7. Cabozantinib therapy should be discontinued in patients who develop arterial thromboembolic events, including myocardial infarction (MI) and cerebrovascular accident (CVA).
8. Routinely monitor urinary protein levels by urine dipstick analysis. Therapy should be discontinued for patients who develop nephrotic syndrome.
9. An oral examination should be performed prior to initiation of therapy and periodically while on therapy. Patients should be advised to practice good oral hygiene. Cabozantinib should be held for at least 28 days prior to any invasive dental procedure.

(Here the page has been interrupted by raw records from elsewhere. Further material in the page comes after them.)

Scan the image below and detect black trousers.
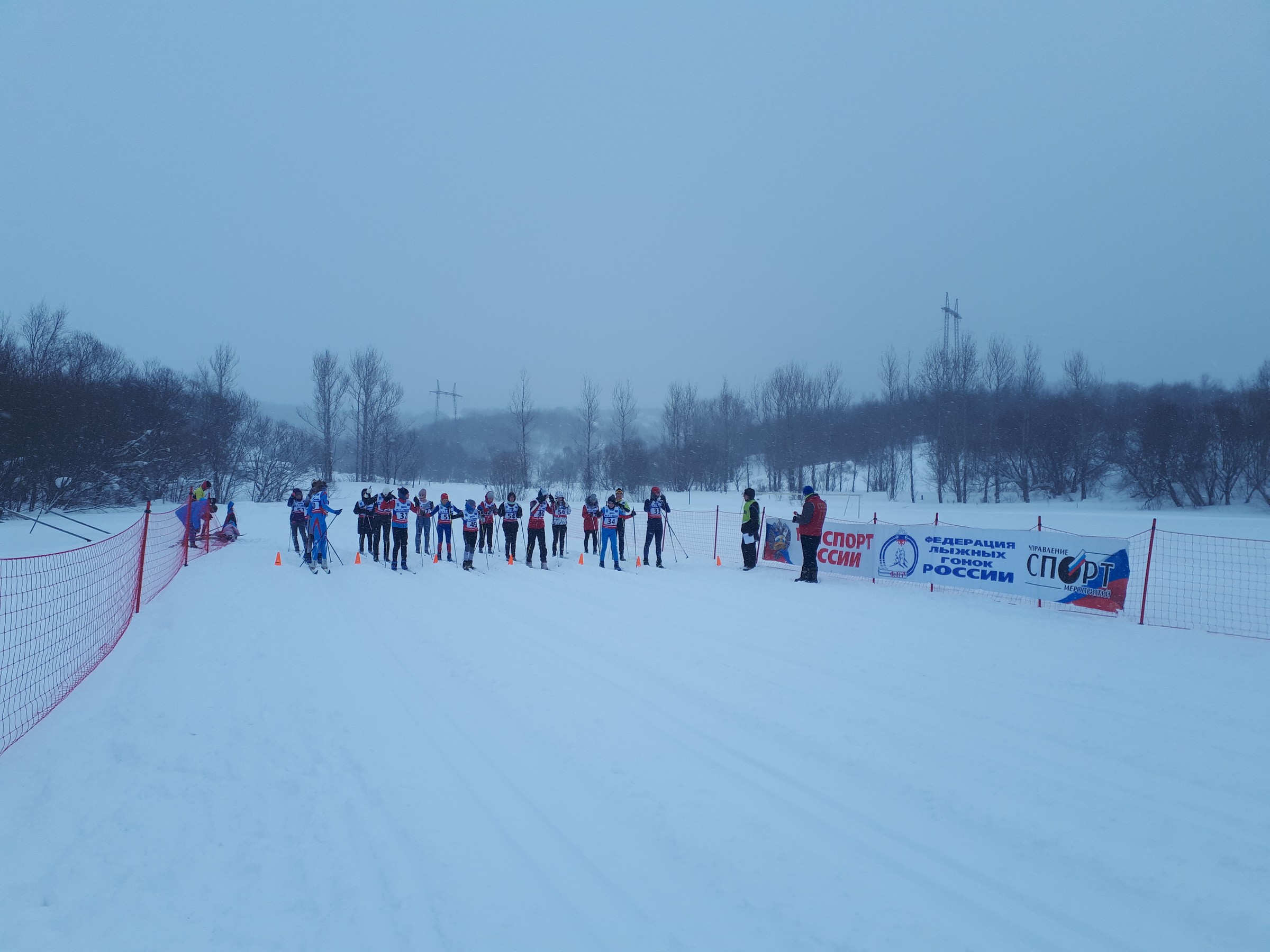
[524,526,547,565]
[393,526,410,565]
[291,521,309,552]
[644,519,678,565]
[799,536,820,581]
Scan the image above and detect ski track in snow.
[0,504,1270,952]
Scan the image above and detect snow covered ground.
[0,490,1270,952]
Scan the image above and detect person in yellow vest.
[740,489,758,572]
[613,486,635,564]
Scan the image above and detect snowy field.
[0,488,1270,952]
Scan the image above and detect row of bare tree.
[0,304,312,510]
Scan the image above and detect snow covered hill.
[0,504,1270,952]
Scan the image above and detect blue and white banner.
[763,519,1129,612]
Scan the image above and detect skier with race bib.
[551,492,573,556]
[464,499,482,572]
[498,492,521,562]
[476,492,498,555]
[287,486,309,561]
[644,486,670,569]
[582,492,600,552]
[437,492,462,562]
[309,480,344,574]
[524,489,551,569]
[613,486,635,562]
[371,490,396,562]
[393,486,418,571]
[353,489,375,555]
[600,494,635,571]
[414,489,437,555]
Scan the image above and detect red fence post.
[715,507,719,561]
[1138,519,1156,625]
[132,499,150,615]
[177,486,194,567]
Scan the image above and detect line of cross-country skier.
[287,480,670,572]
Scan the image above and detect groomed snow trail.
[0,523,1270,952]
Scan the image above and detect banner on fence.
[763,519,1129,612]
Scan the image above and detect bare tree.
[661,383,697,491]
[22,301,67,377]
[242,416,314,502]
[298,350,349,482]
[348,348,404,481]
[1002,342,1045,502]
[575,377,601,494]
[507,371,539,489]
[983,336,1017,502]
[194,344,259,499]
[609,380,642,485]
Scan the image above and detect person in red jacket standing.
[524,489,555,569]
[794,486,826,581]
[582,492,600,553]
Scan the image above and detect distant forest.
[0,305,1270,510]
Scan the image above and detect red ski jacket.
[794,492,828,536]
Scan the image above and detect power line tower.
[432,380,462,426]
[945,291,961,355]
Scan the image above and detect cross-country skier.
[464,499,482,571]
[414,489,437,555]
[437,492,462,562]
[740,488,759,572]
[551,492,573,556]
[287,486,309,561]
[524,489,551,569]
[582,492,600,552]
[309,480,344,572]
[476,492,498,555]
[371,490,396,562]
[644,486,670,569]
[498,492,521,562]
[794,486,827,581]
[613,486,635,562]
[393,486,418,571]
[600,494,635,571]
[353,486,375,555]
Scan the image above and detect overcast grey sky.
[0,0,1270,410]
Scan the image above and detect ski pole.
[321,513,344,565]
[0,507,93,542]
[44,509,111,536]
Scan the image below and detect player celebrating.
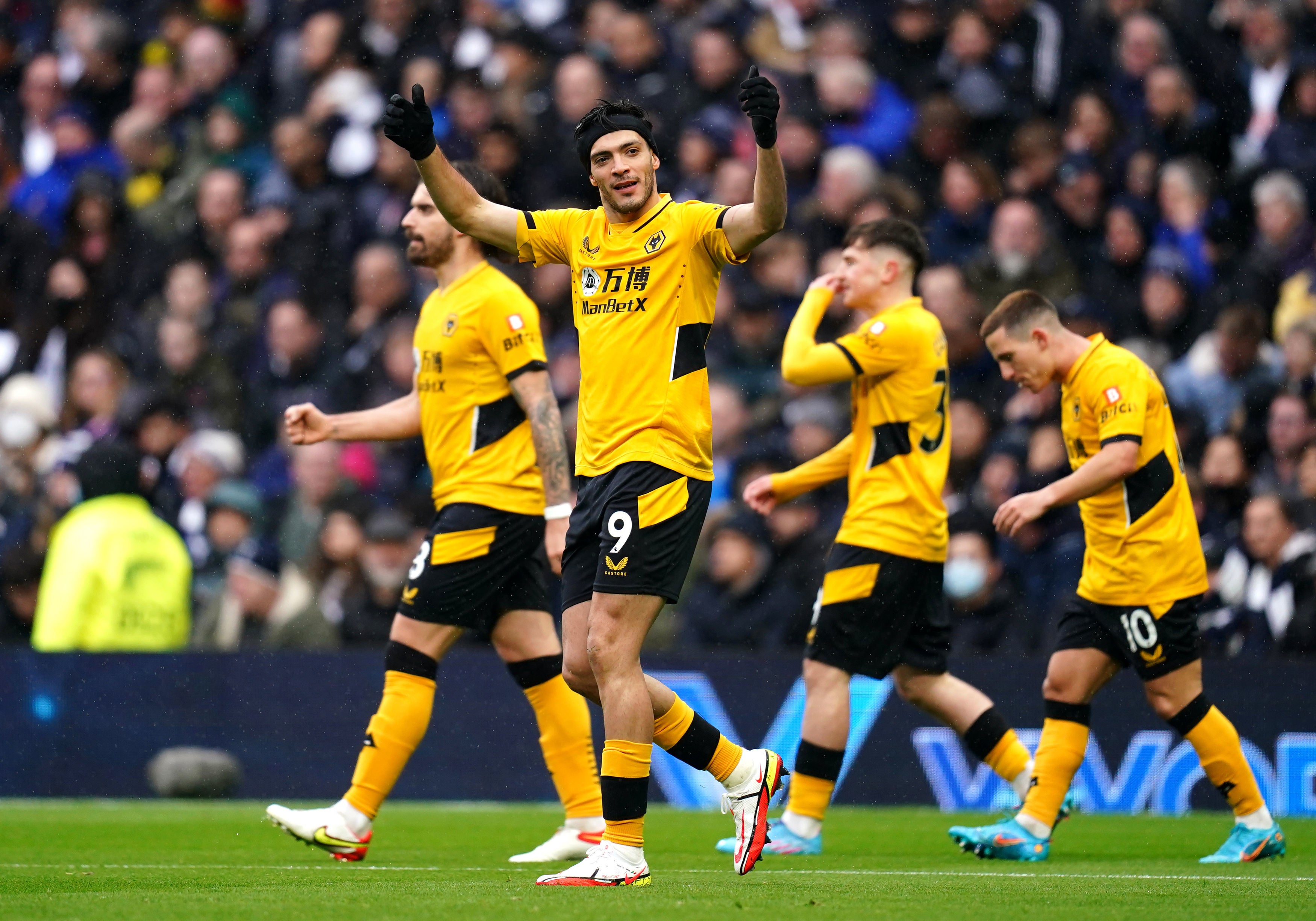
[950,291,1284,863]
[717,218,1032,854]
[383,68,786,886]
[266,163,603,862]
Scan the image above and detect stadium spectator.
[1205,493,1316,657]
[0,546,44,646]
[682,512,812,649]
[192,538,338,651]
[945,528,1020,655]
[965,199,1078,311]
[1165,308,1279,434]
[340,502,417,646]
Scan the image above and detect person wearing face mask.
[942,528,1019,655]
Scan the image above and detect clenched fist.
[283,403,333,445]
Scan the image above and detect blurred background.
[0,0,1316,668]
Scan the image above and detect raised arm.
[383,83,516,253]
[721,67,786,255]
[782,275,860,387]
[511,371,571,572]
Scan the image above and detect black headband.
[576,114,657,168]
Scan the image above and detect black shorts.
[1055,595,1202,681]
[562,461,713,608]
[397,502,549,638]
[804,543,950,678]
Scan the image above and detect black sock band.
[1166,692,1211,736]
[667,713,723,771]
[965,707,1010,760]
[507,652,562,691]
[599,774,649,822]
[384,639,438,681]
[1045,700,1092,726]
[795,739,845,783]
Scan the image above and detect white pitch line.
[0,863,1316,883]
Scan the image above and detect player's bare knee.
[562,659,599,700]
[1042,671,1087,704]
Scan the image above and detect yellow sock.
[708,736,745,780]
[654,697,695,751]
[786,771,836,822]
[600,738,653,847]
[525,674,603,818]
[1021,700,1092,826]
[344,671,434,818]
[654,697,745,780]
[1184,704,1266,816]
[983,729,1029,783]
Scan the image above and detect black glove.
[381,83,437,161]
[736,64,782,147]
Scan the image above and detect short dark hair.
[74,441,142,499]
[453,161,508,262]
[978,288,1061,340]
[1248,492,1303,528]
[571,99,658,154]
[845,217,929,276]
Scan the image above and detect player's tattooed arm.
[512,371,571,505]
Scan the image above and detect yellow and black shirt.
[516,195,746,480]
[773,294,950,562]
[1061,334,1208,616]
[415,262,547,514]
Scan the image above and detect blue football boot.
[717,818,823,855]
[1198,822,1286,863]
[1010,789,1078,825]
[950,818,1052,860]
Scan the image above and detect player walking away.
[950,291,1284,863]
[266,163,603,862]
[384,68,786,886]
[717,218,1032,854]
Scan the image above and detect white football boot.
[265,804,374,862]
[723,749,787,876]
[508,818,603,863]
[534,841,650,886]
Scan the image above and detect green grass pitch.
[0,800,1316,921]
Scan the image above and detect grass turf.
[0,800,1316,921]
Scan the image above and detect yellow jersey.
[516,193,747,480]
[1061,334,1208,608]
[773,294,950,563]
[413,261,547,514]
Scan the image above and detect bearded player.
[383,68,786,886]
[266,163,603,863]
[950,291,1286,863]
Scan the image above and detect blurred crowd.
[0,0,1316,655]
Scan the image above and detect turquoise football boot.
[950,818,1052,860]
[1008,789,1078,825]
[717,818,823,855]
[1199,822,1286,863]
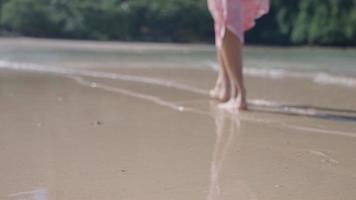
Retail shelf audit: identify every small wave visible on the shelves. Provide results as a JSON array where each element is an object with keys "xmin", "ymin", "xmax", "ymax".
[
  {"xmin": 314, "ymin": 73, "xmax": 356, "ymax": 87},
  {"xmin": 0, "ymin": 60, "xmax": 207, "ymax": 95}
]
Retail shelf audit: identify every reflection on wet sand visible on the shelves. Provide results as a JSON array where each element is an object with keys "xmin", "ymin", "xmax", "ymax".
[
  {"xmin": 207, "ymin": 103, "xmax": 257, "ymax": 200},
  {"xmin": 8, "ymin": 189, "xmax": 48, "ymax": 200}
]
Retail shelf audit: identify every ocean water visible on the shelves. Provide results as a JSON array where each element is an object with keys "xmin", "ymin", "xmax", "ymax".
[{"xmin": 0, "ymin": 39, "xmax": 356, "ymax": 87}]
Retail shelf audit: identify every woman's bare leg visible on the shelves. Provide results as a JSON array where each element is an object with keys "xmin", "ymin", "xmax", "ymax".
[
  {"xmin": 222, "ymin": 29, "xmax": 247, "ymax": 110},
  {"xmin": 210, "ymin": 48, "xmax": 230, "ymax": 102}
]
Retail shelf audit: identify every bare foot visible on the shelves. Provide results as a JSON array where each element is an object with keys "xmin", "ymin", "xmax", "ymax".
[
  {"xmin": 219, "ymin": 93, "xmax": 247, "ymax": 112},
  {"xmin": 209, "ymin": 78, "xmax": 230, "ymax": 102}
]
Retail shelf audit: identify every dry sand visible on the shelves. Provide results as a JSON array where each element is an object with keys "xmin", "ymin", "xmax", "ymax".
[{"xmin": 0, "ymin": 38, "xmax": 356, "ymax": 200}]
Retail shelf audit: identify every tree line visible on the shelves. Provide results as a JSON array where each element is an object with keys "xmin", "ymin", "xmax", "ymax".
[{"xmin": 0, "ymin": 0, "xmax": 356, "ymax": 46}]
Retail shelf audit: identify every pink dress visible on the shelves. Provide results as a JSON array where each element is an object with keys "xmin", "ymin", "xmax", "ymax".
[{"xmin": 208, "ymin": 0, "xmax": 269, "ymax": 47}]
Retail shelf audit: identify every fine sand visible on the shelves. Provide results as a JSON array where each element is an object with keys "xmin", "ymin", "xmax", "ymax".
[{"xmin": 0, "ymin": 39, "xmax": 356, "ymax": 200}]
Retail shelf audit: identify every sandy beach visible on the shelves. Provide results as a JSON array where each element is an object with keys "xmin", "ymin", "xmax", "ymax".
[{"xmin": 0, "ymin": 38, "xmax": 356, "ymax": 200}]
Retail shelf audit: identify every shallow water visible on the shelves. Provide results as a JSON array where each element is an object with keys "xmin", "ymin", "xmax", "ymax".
[{"xmin": 0, "ymin": 39, "xmax": 356, "ymax": 200}]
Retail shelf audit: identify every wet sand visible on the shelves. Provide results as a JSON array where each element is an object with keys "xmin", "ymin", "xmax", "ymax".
[{"xmin": 0, "ymin": 38, "xmax": 356, "ymax": 200}]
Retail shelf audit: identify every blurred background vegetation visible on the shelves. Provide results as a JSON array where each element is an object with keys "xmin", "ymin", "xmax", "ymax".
[{"xmin": 0, "ymin": 0, "xmax": 356, "ymax": 46}]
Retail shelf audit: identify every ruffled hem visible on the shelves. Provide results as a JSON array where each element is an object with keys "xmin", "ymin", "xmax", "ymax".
[{"xmin": 208, "ymin": 0, "xmax": 269, "ymax": 46}]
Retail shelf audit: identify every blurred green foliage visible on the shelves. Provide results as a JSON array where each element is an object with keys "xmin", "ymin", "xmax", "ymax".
[{"xmin": 0, "ymin": 0, "xmax": 356, "ymax": 46}]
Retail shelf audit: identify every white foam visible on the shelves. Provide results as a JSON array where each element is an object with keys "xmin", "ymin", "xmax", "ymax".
[
  {"xmin": 0, "ymin": 60, "xmax": 208, "ymax": 95},
  {"xmin": 313, "ymin": 73, "xmax": 356, "ymax": 87}
]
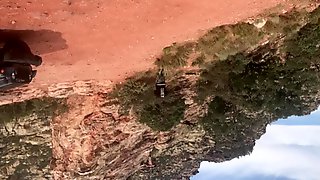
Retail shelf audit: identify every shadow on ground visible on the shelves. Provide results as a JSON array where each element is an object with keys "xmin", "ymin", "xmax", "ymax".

10. Dose modification is recommended in patients who experience the hand-foot syndrome.
11. Cabozantinib therapy should be discontinued in patients who develop the neurologic RPLS syndrome.
12. Cabozantinib tablets can NOT be substituted with cabozantinib capsules.
13. Pregnancy category D. Breastfeeding should be avoided.
TOXICITY 1
Mild-to-moderate skin reactions with rash, dry skin, alopecia, erythema, changes in hair color, and hyperkeratosis. Hand-foot syndrome occurs in up to 50% of patients, with grade 3/4 severity in 15% of patients.
TOXICITY 2
Diarrhea, nausea/vomiting, and mucositis are the most common GI side effects.
TOXICITY 3
Fatigue and asthenia.
TOXICITY 4
Hypertension.
TOXICITY 5
Bleeding complications, which in some cases can be fatal.
TOXICITY 6
Osteonecrosis of the jaw, presenting as jaw pain, osteomyelitis, osteitis, bone erosion, and toothache.
TOXICITY 7
Proteinuria.
TOXICITY 8
RPLS with seizures, headache, visual disturbances, confusion, or altered mental function.
TOXICITY 9
Hepatotoxicity with elevations in SGOT, SGPT, and alkaline phosphatase.